IBX-Jakarta. Indeks Harga Saham Gabungan (IHSG) kian mendekati level psikologis 7.000 pada perdagangan Rabu (7/5/2025). Hingga pukul 10.34 WIB, IHSG tercatat menguat 0,67% ke posisi 6.944,61. Nilai transaksi terbilang aktif, mencapai Rp5,68 triliun dengan volume perdagangan sebesar 9,7 miliar saham dari 608.692 kali transaksi.
Kenaikan hari ini memperpanjang reli IHSG yang telah berlangsung selama delapan hari berturut-turut. Dalam 18 hari perdagangan terakhir, IHSG hanya dua kali ditutup di zona merah. Sejak akhir perdagangan Rabu, 9 April 2025, indeks tercatat melesat 16%.
Selama April 2025, IHSG mencatatkan kenaikan 3,93%, dan ditutup di level 6.766,8 pada Rabu (30/4/2025).
Mengutip data Refinitiv, sejumlah saham menjadi incaran investor. Saham PT Aneka Tambang Tbk (ANTM) mencatat nilai transaksi tertinggi sebesar Rp839,2 miliar. Di posisi berikutnya ada PT Petrosea Tbk (PTRO) dengan Rp223,67 miliar dan PT Bank Mandiri (Persero) Tbk (BMRI) senilai Rp221,4 miliar.
Kenaikan transaksi tersebut turut diiringi penguatan harga saham. ANTM naik 5,51% ke level Rp2.680, PTRO menguat 5,08% ke level Rp3.100, sementara BMRI terkoreksi tipis 0,1% ke posisi Rp4.980.
Sentimen eksternal turut memengaruhi pergerakan pasar hari ini. Fokus investor tertuju pada rapat Federal Open Market Committee (FOMC) The Federal Reserve yang berlangsung pada Selasa-Rabu waktu AS, atau Rabu malam hingga Kamis dini hari waktu Indonesia. Selain itu, fluktuasi harga komoditas global juga menjadi penggerak pasar.

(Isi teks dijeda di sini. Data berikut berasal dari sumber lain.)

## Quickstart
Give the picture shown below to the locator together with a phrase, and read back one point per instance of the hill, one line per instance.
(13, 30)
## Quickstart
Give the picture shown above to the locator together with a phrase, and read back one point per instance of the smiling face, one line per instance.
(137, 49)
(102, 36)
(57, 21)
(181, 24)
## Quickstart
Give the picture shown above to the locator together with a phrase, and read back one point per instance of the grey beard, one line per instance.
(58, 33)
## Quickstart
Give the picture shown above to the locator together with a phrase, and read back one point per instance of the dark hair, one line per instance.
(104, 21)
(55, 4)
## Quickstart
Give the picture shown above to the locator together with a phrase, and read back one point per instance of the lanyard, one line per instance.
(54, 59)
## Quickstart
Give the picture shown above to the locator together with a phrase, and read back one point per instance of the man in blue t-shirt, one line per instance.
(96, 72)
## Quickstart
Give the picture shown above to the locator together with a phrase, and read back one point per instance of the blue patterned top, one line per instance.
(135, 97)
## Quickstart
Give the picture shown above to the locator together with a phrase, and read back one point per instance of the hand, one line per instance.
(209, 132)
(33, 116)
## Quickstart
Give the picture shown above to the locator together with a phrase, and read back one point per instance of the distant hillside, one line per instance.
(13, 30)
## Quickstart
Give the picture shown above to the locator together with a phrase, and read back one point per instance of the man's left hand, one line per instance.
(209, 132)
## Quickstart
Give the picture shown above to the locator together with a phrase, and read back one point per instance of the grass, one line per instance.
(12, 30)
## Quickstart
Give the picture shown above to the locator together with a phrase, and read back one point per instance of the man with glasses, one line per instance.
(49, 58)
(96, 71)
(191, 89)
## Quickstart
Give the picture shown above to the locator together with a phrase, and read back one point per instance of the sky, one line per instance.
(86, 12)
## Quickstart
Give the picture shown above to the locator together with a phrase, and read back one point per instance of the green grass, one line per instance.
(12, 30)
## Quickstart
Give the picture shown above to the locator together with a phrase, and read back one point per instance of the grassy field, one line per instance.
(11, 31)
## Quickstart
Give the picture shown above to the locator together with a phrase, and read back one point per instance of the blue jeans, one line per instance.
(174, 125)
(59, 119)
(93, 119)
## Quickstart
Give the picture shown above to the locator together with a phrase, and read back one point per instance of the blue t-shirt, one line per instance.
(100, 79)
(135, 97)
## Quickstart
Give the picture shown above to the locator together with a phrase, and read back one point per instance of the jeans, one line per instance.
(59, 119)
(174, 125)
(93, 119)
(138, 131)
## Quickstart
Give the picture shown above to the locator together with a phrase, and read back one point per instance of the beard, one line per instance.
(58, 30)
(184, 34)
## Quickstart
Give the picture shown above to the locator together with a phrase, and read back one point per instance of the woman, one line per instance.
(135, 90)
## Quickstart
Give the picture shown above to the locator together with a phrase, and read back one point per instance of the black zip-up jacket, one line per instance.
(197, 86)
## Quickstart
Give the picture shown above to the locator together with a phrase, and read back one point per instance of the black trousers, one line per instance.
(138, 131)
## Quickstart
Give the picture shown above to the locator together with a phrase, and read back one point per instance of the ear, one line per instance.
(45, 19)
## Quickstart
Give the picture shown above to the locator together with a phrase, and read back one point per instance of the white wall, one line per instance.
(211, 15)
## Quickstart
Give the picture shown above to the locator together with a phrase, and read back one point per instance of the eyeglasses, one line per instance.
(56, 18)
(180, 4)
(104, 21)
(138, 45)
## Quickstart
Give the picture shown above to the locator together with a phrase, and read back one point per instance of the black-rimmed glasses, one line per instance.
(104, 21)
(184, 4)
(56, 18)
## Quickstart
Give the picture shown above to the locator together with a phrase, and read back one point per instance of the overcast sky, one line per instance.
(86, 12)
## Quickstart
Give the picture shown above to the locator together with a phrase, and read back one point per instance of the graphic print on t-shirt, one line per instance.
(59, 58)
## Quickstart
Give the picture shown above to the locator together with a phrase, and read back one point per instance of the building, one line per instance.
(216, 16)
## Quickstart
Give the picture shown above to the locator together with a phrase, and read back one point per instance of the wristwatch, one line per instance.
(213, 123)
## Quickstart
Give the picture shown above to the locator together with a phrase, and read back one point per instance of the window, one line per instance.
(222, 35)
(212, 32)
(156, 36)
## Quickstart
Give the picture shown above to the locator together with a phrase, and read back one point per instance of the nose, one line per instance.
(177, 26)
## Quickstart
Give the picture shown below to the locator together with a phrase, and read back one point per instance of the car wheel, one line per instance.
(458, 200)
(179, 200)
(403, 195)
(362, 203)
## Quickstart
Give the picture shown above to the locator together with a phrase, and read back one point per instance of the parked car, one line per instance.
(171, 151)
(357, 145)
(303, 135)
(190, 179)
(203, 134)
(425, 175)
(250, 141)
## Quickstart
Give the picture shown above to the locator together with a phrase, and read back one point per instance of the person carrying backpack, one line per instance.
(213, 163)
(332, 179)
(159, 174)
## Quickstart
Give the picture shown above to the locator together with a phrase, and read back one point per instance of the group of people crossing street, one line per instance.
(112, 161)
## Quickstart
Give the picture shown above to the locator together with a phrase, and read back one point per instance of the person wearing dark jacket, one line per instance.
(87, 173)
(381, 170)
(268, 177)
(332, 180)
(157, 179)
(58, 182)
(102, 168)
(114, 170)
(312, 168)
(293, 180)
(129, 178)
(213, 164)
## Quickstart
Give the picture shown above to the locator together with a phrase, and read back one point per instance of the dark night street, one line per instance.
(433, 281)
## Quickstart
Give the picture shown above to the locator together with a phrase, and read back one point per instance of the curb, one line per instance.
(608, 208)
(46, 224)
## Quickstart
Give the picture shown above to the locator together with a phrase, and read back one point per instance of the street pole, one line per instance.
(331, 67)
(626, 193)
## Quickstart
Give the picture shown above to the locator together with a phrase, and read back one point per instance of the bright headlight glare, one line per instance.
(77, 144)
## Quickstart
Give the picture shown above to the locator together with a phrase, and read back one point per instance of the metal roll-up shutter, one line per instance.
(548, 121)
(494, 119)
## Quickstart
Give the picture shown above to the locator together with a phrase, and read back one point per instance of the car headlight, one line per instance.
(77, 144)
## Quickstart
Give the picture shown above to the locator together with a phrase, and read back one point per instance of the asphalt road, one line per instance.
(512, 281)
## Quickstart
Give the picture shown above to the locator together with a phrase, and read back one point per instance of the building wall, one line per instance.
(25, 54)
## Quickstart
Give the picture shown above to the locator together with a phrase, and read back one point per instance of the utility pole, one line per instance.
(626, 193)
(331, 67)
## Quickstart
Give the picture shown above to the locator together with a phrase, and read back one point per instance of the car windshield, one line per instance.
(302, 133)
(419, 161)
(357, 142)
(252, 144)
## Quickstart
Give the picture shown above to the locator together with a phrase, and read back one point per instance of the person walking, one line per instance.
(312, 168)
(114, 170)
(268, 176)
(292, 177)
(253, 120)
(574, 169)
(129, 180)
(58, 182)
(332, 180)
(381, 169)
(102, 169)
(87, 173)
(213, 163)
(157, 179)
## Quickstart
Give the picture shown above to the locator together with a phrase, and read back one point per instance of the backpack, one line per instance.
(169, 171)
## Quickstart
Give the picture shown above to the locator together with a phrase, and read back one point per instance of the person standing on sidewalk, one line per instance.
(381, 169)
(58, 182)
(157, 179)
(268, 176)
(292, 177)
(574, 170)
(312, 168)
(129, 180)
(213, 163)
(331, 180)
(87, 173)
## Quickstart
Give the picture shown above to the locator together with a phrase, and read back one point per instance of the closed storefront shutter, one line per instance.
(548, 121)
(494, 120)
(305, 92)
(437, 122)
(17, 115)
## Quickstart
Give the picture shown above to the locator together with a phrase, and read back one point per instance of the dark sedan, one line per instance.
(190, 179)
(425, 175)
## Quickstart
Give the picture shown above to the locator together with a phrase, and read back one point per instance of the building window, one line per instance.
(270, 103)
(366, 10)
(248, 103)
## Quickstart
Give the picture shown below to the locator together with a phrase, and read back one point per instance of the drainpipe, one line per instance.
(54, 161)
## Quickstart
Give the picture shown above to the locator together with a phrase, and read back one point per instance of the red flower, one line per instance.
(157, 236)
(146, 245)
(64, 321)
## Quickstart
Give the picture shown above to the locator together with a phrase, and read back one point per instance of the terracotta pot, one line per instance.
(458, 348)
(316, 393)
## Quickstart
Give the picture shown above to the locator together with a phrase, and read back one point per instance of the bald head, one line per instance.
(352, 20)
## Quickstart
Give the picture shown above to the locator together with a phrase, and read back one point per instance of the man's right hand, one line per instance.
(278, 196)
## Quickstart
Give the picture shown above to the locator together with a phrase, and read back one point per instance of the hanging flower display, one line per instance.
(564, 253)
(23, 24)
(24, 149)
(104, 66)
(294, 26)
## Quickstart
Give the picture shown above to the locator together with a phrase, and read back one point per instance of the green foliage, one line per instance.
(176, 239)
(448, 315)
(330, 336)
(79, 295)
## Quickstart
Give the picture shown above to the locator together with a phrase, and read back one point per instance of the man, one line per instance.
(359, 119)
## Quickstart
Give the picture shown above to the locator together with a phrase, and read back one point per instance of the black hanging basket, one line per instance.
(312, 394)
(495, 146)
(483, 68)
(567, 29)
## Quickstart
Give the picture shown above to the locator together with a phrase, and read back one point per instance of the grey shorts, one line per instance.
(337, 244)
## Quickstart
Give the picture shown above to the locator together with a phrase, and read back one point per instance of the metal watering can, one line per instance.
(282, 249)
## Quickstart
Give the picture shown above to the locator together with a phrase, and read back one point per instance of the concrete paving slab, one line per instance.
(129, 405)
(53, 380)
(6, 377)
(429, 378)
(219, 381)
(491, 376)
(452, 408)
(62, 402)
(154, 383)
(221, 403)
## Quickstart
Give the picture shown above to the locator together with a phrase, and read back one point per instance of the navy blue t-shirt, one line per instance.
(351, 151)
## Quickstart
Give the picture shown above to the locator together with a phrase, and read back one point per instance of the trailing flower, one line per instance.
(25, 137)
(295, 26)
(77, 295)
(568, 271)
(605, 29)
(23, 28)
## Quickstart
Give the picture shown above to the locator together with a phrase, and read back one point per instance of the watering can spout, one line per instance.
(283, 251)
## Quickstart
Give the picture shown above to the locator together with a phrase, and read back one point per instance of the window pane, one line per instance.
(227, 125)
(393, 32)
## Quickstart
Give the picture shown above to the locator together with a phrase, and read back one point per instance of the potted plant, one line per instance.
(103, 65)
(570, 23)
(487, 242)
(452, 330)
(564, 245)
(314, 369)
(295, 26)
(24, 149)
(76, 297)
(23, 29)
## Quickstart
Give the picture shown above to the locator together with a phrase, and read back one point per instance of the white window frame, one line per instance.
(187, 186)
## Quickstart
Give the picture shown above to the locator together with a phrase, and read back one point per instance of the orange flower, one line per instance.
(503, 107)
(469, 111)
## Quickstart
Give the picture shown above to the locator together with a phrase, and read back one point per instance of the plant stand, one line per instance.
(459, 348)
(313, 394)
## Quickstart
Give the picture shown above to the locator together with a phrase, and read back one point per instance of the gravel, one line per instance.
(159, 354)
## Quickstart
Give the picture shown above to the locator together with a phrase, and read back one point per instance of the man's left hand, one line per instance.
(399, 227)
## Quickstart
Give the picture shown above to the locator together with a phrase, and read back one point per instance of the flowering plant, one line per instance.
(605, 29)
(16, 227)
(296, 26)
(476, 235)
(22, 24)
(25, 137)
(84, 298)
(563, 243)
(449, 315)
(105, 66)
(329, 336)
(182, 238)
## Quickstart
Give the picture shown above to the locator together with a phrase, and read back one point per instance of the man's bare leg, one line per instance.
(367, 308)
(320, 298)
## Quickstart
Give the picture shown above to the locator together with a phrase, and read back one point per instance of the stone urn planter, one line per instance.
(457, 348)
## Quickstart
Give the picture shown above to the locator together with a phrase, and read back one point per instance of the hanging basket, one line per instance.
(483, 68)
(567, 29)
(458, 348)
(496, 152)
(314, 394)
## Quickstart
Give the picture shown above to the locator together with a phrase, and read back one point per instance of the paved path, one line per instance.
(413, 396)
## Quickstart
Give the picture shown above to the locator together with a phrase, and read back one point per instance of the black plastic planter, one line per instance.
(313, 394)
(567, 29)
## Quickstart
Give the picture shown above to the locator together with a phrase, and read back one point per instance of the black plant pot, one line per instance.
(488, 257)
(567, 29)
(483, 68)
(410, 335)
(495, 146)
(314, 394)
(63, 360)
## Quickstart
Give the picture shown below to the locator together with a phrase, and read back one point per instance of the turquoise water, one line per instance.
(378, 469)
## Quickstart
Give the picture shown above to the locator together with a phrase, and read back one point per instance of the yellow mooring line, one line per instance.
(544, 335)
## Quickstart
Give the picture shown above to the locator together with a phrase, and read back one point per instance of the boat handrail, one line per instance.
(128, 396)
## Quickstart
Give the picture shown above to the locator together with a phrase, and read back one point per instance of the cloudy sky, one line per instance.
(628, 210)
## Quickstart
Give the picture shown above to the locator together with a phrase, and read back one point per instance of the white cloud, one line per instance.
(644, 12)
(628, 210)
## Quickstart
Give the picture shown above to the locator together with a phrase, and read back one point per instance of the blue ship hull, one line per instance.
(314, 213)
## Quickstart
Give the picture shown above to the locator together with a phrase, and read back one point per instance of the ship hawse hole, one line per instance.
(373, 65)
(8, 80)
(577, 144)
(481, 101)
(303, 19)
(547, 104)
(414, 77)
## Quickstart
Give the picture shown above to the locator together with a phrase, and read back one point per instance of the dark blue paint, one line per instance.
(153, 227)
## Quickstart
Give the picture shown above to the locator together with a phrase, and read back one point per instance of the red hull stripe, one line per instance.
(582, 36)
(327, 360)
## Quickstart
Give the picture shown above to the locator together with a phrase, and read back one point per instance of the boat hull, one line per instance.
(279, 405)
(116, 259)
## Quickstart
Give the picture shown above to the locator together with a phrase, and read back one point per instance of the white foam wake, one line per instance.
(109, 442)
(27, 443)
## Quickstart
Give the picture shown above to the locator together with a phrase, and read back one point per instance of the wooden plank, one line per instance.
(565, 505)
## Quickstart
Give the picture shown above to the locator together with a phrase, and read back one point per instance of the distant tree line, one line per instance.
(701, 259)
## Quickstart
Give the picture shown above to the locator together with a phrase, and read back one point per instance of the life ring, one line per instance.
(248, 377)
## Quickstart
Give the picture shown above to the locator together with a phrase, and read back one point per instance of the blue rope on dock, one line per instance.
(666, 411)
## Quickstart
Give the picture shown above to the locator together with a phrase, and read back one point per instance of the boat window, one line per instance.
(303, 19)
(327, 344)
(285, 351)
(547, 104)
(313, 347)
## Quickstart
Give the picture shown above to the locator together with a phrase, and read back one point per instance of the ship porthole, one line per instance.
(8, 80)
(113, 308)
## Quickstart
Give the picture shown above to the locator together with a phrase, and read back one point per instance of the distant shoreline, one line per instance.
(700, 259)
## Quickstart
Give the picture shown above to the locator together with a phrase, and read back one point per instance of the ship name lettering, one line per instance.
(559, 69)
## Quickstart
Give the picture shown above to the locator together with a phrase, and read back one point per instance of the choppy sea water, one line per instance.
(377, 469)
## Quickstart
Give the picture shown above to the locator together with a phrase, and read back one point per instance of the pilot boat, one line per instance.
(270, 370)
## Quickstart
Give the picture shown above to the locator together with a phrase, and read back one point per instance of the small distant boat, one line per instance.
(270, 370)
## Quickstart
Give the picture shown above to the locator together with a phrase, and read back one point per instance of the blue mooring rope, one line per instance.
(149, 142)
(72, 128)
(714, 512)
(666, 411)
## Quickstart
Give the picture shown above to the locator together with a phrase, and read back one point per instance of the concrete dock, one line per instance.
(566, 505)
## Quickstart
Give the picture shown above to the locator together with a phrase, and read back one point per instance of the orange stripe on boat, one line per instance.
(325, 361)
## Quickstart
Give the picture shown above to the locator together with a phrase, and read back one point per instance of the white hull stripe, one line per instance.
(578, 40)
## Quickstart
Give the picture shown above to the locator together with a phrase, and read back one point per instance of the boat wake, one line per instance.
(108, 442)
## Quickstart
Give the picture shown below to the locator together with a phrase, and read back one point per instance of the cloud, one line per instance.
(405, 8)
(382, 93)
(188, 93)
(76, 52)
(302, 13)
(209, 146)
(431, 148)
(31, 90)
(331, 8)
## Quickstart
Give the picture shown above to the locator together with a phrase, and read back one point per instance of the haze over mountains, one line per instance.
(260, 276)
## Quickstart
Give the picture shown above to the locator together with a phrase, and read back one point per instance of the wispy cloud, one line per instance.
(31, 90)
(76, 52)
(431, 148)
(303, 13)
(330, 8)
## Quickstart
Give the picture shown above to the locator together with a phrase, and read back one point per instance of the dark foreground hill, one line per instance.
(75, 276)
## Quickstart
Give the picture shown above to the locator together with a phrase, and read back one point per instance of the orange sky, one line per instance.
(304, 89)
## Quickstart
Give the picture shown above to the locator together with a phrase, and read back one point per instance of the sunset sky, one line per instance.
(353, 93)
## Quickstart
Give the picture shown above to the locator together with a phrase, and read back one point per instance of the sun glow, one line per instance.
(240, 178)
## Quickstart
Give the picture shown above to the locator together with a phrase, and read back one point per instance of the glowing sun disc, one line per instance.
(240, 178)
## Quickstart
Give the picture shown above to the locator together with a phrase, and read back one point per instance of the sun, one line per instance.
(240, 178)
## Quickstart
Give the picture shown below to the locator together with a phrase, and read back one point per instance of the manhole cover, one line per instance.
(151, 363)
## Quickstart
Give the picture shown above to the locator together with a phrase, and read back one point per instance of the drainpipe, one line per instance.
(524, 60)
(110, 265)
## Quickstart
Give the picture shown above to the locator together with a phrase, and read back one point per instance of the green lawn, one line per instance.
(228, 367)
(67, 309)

Di sisi lain, harga emas melonjak tajam pada perdagangan Selasa (6/5/2025), ditutup menguat 2,91% ke level US$3.430,83 per troy ons, kembali menembus level US$3.400. Dalam dua hari terakhir, harga emas telah melesat hampir 6%.
Namun pada pagi ini, Rabu (7/5/2025) pukul 05.45 WIB, harga emas kembali terkoreksi 1% ke posisi US$3.395 per troy ons.